Miss Valentine herself was a kind-hearted, middle-aged woman, who, as the result of much sojourning in foreign lands, possessed an intelligent knowledge of subjects likely to be of use to other sojourners, and who was cordially ready to share the same, according to the needs of the season. If it were November, people came asking in what manner they could take most profitable advantage of a Berlin winter; if it were approaching spring, they wanted addresses for Paris or Switzerland or Italy. It was March now and Sunday afternoon. Mr. Morris Davidson sat by Miss Valentine's table, the famous "Adress-buch" in his hand. "I suppose you don't undertake starting parties for heaven?" he said, opening the book. "Ah! here it is—'Himmel und HÖlle.' I might have known it, you are so thorough."

"If you read a little further," remarked Miss Valentine, "you will see that 'Himmel und HÖlle' is a German game."

"Oh yes, I remember now; we play it at our pension. It's that game where you say 'thou' to the you-people, and 'you' to the thou-people, and are expected to address strange ladies whom you are meeting for the first time as Klara and Charlotte and Wilhelmine, with most embarrassing familiarity, and it is very stupid if the game happens to send you to heaven. I wonder if there really is such a locality? I've been thinking lately I should like to go there; things don't seem to agree with me very well here. I've closed my books, walked the Thiergarten threadbare, sleep twelve hours out of twenty-four, do everything I've been told to do, with no result whatever except to grow duller." The young man yawned as he spoke. "Do excuse me; I've come to such a pass that I'm not able to look any one in the face without yawning. All things considered, I am afraid I shouldn't be any better off in heaven. I'm afraid I couldn't stand the people, there must be so many of them. I want to get away from people."

"I know exactly where to send you," said Miss Valentine. "I was thinking about it when you came in. It isn't heaven, but it is very near it, and it also begins with H; and you are sure to like it—that is, unless you object to the ghost."

"Oh, not in the least; only is the rest of it all right? Things are not, generally; either the drainage is bad or there is a haunted room, and every one who sleeps in it dies, and of course one cannot help sleeping in it, just to see how it is going to work."

"Nothing of the kind," returned Miss Valentine; "the drainage is excellent; and as for the haunted room, I once shared it half a summer with a niece and namesake of mine, and we were never troubled by any unusual occurrence, and we are both in excellent health and likely to remain so. The ghost is reported to have a Mona Lisa face, to be dressed in black, with something white and fluffy at the neck and sleeves, gold bracelets, a necklace and ring of black pearls, and she carries a rose.

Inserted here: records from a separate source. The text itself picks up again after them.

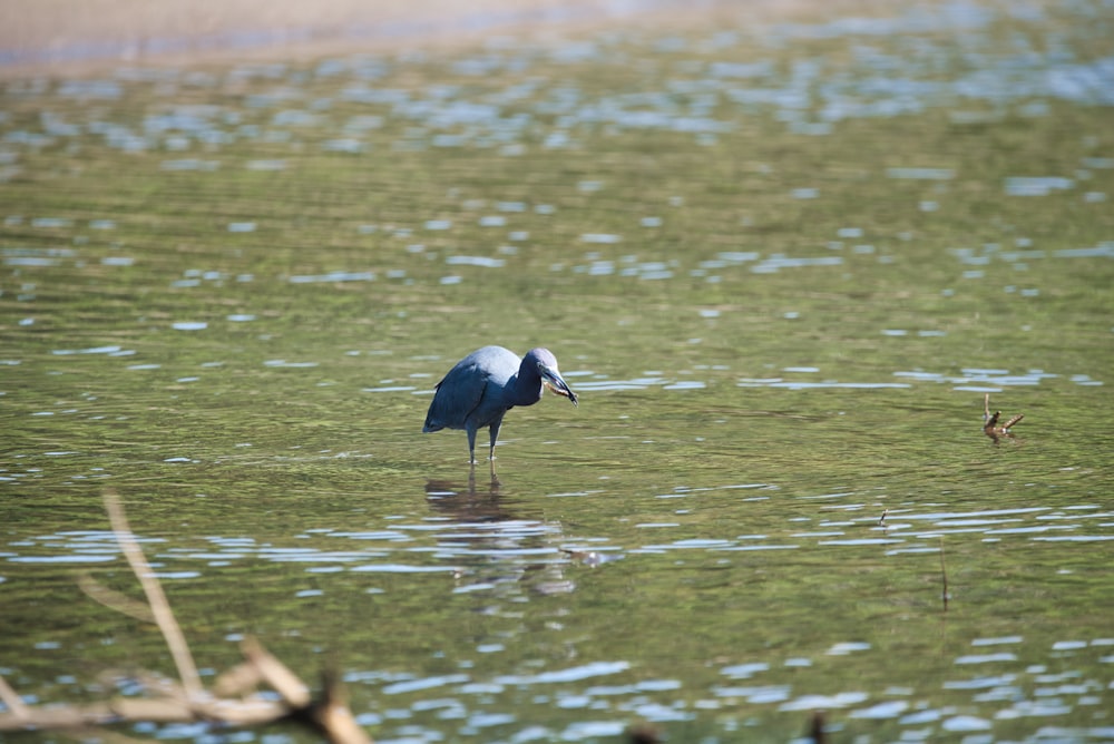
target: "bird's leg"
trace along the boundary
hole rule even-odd
[[[495,421],[491,422],[491,427],[490,427],[490,431],[491,431],[491,449],[488,452],[488,459],[489,460],[495,460],[495,443],[496,443],[496,440],[499,439],[499,429],[501,427],[502,427],[502,417],[500,415],[498,419],[496,419]]]
[[[468,461],[476,464],[476,427],[468,425],[465,430],[468,432]]]

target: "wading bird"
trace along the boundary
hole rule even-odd
[[[488,427],[495,459],[502,417],[516,405],[534,405],[545,388],[576,405],[574,393],[557,370],[548,349],[531,349],[521,360],[502,346],[483,346],[457,362],[437,383],[422,431],[463,429],[468,432],[468,460],[476,463],[476,432]]]

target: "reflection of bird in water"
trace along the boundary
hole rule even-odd
[[[1018,413],[999,427],[998,417],[1000,415],[1001,411],[990,413],[990,393],[986,393],[986,395],[983,397],[983,433],[993,439],[995,444],[997,444],[998,440],[1003,437],[1014,439],[1014,434],[1009,431],[1010,428],[1025,418],[1024,413]]]
[[[519,594],[521,586],[541,595],[568,594],[576,584],[565,576],[566,554],[556,547],[560,522],[518,519],[499,499],[499,481],[461,488],[450,481],[426,483],[426,500],[450,521],[437,532],[439,554],[457,562],[458,589]],[[547,559],[546,556],[550,558]]]
[[[483,346],[457,362],[437,383],[426,425],[430,433],[441,429],[468,432],[468,460],[476,462],[476,432],[488,427],[495,459],[502,417],[516,405],[534,405],[545,388],[576,405],[574,393],[557,370],[557,358],[548,349],[531,349],[521,360],[502,346]]]

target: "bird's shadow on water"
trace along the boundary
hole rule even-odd
[[[528,587],[540,595],[568,594],[576,588],[566,572],[570,566],[619,557],[566,547],[571,538],[559,520],[518,513],[494,467],[471,468],[466,482],[429,479],[424,492],[430,510],[451,525],[439,545],[460,561],[458,590],[505,594]]]
[[[440,479],[426,481],[426,502],[438,515],[450,517],[455,521],[494,522],[514,519],[514,515],[500,503],[502,483],[495,472],[495,466],[480,476],[476,471],[475,466],[469,469],[466,483]]]

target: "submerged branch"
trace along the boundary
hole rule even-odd
[[[124,513],[124,507],[120,506],[120,498],[115,491],[105,493],[105,509],[108,511],[108,520],[116,532],[116,541],[120,544],[120,550],[127,558],[128,565],[131,566],[131,572],[139,579],[144,594],[147,595],[147,604],[150,606],[158,629],[163,633],[167,648],[170,649],[170,656],[174,657],[174,665],[178,669],[178,677],[182,679],[186,697],[190,701],[197,699],[205,688],[202,687],[197,665],[194,664],[193,654],[189,653],[189,644],[186,643],[186,637],[183,635],[178,621],[174,618],[170,603],[167,601],[166,595],[163,593],[163,585],[155,578],[150,565],[147,562],[147,557],[144,556],[143,550],[139,549],[139,542],[131,533],[128,518]]]
[[[116,697],[87,705],[41,707],[27,705],[0,675],[0,702],[8,708],[0,712],[0,732],[62,730],[74,733],[96,728],[98,738],[107,735],[109,740],[130,742],[100,727],[140,721],[158,724],[206,722],[224,726],[293,721],[324,734],[332,744],[372,744],[349,711],[344,691],[335,677],[325,678],[321,698],[314,701],[306,684],[254,638],[241,645],[245,660],[217,677],[212,692],[206,691],[185,635],[115,493],[105,495],[105,509],[120,550],[143,585],[147,605],[108,589],[89,576],[80,579],[81,589],[111,609],[156,623],[174,655],[180,682],[140,674],[149,697]],[[260,685],[274,689],[280,699],[258,695],[255,688]]]

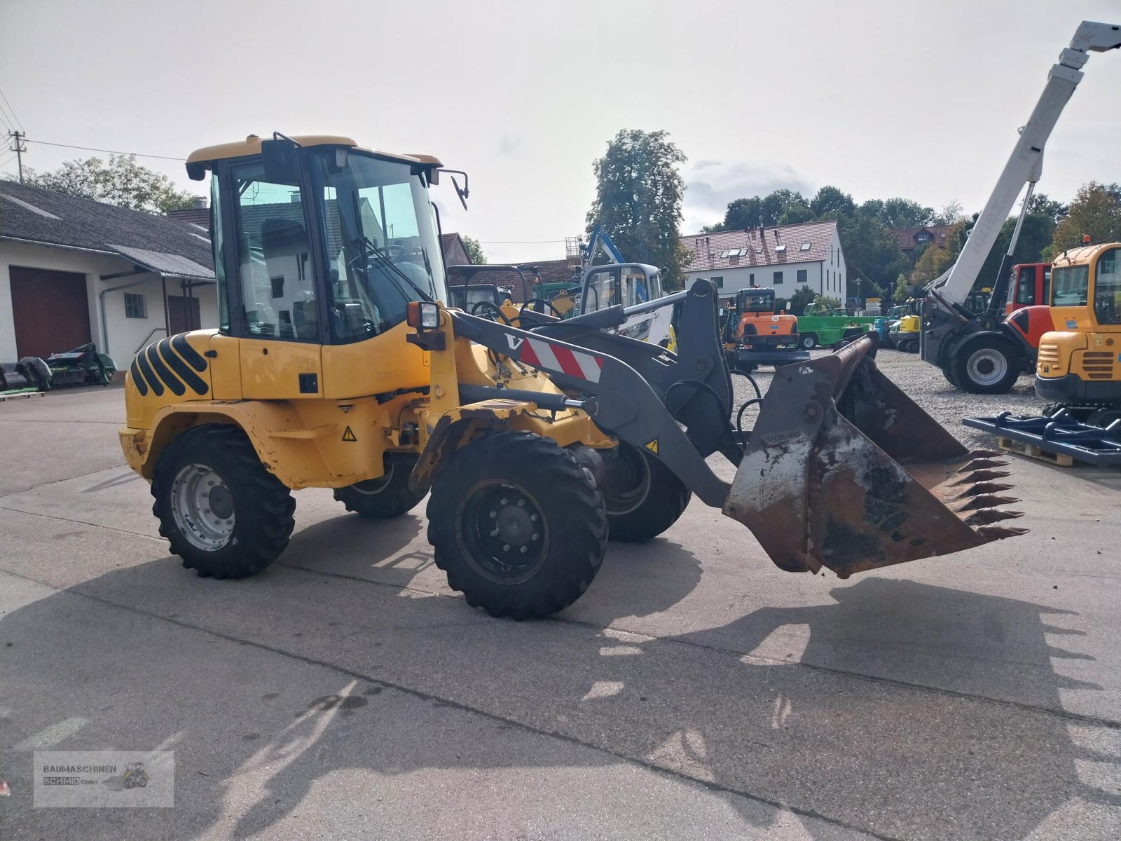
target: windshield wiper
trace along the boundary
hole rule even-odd
[[[393,274],[397,275],[397,277],[401,278],[401,280],[411,286],[423,301],[434,301],[432,295],[429,295],[427,292],[421,289],[413,281],[413,278],[410,278],[408,275],[406,275],[404,271],[397,268],[397,264],[395,264],[390,258],[386,257],[381,252],[381,249],[379,249],[369,237],[364,234],[362,237],[356,237],[355,242],[360,242],[362,244],[363,251],[369,250],[369,252],[372,253],[374,258],[377,258],[379,266],[391,269]],[[405,289],[402,289],[399,284],[395,284],[395,286],[397,287],[397,292],[400,293],[401,297],[408,299],[409,296],[405,292]]]

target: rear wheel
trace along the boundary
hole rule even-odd
[[[296,521],[291,491],[240,428],[207,424],[169,443],[151,480],[159,534],[188,570],[241,579],[271,564]]]
[[[424,499],[424,493],[409,490],[409,474],[416,461],[409,453],[386,453],[385,473],[377,479],[336,488],[335,499],[360,517],[374,520],[400,517]]]
[[[436,477],[428,542],[448,586],[471,607],[544,617],[576,601],[599,572],[606,510],[569,451],[528,432],[491,433]]]
[[[992,336],[966,343],[949,364],[958,386],[974,395],[1007,394],[1022,367],[1012,345]]]
[[[612,540],[643,543],[674,525],[685,511],[692,495],[660,460],[624,441],[602,455],[600,490],[608,506]]]

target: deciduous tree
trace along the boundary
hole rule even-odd
[[[595,201],[587,230],[601,223],[628,260],[665,269],[671,287],[684,281],[688,250],[680,244],[682,195],[678,165],[685,155],[666,131],[623,129],[595,160]]]
[[[54,172],[27,170],[24,181],[57,193],[148,213],[183,210],[194,203],[194,196],[176,190],[166,175],[140,166],[136,155],[110,155],[108,164],[98,157],[67,160]]]
[[[1121,186],[1090,182],[1078,187],[1067,215],[1055,229],[1055,253],[1075,248],[1084,234],[1091,242],[1121,240]]]

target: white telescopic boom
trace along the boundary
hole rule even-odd
[[[1020,138],[1004,165],[1004,172],[989,196],[989,202],[970,232],[957,261],[943,284],[936,284],[941,297],[951,304],[961,304],[969,296],[978,279],[981,266],[992,249],[1004,220],[1016,203],[1016,197],[1027,182],[1035,183],[1043,170],[1044,146],[1050,137],[1059,114],[1074,89],[1082,81],[1082,66],[1090,58],[1087,53],[1104,53],[1121,47],[1121,27],[1112,24],[1082,21],[1071,46],[1059,54],[1058,64],[1047,76],[1039,102],[1028,123],[1020,130]]]

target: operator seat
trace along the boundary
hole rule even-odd
[[[261,222],[261,253],[272,287],[278,335],[319,341],[318,309],[304,224],[291,219],[266,219]]]

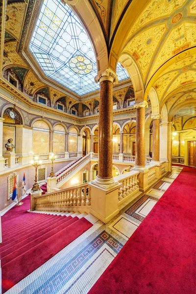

If her appearance means death or misfortune, the rose is white; if she is only straying about in a friendly way, the rose is red.

"The place is called the Halden—the Hill-side. I have taken the precaution to state vaguely that it is in the neighborhood of Zurich; I want to do all in my power to keep the spot unspoiled. There is so little left in Switzerland that is not tired of being looked at—the trees are tired, and the grass, and the waterfalls; but here is a sweet hidden-away nook, where everything is as fresh as before the days of foreign travel. I am going to provide you with the directions for finding it."

She sat down by the writing-desk, and presently gave a slip of paper to Morris Davidson, who put it carefully in his pocket-book.

"The castle of the Halden," Miss Valentine continued, "belonged to a certain countess, by name Maria Regina. There is a tradition that one night a mist coming down from the mountain concealed the castle from the village, and when it lifted, behold! the countess and her entire household had vanished forever, and not a word was ever heard from them again. The ghost-lady is supposed to be a sister of the Countess Maria Regina, and in some way connected with the death of a young Austrian officer who figures as a lover in the story; just whose lover no one seems to know, but it is surmised of Maria Regina's daughter, said to be a very aristocratic and haughty young person. The castle remained closed after this mysterious occurrence for about two hundred years, and then an enterprising Swiss-German had it put in order for a summer hotel. What are you doing? I believe you are making extracts from my 'Adress-buch.' Now that is something I never allow. I like to give out information discriminately, with personal explanations."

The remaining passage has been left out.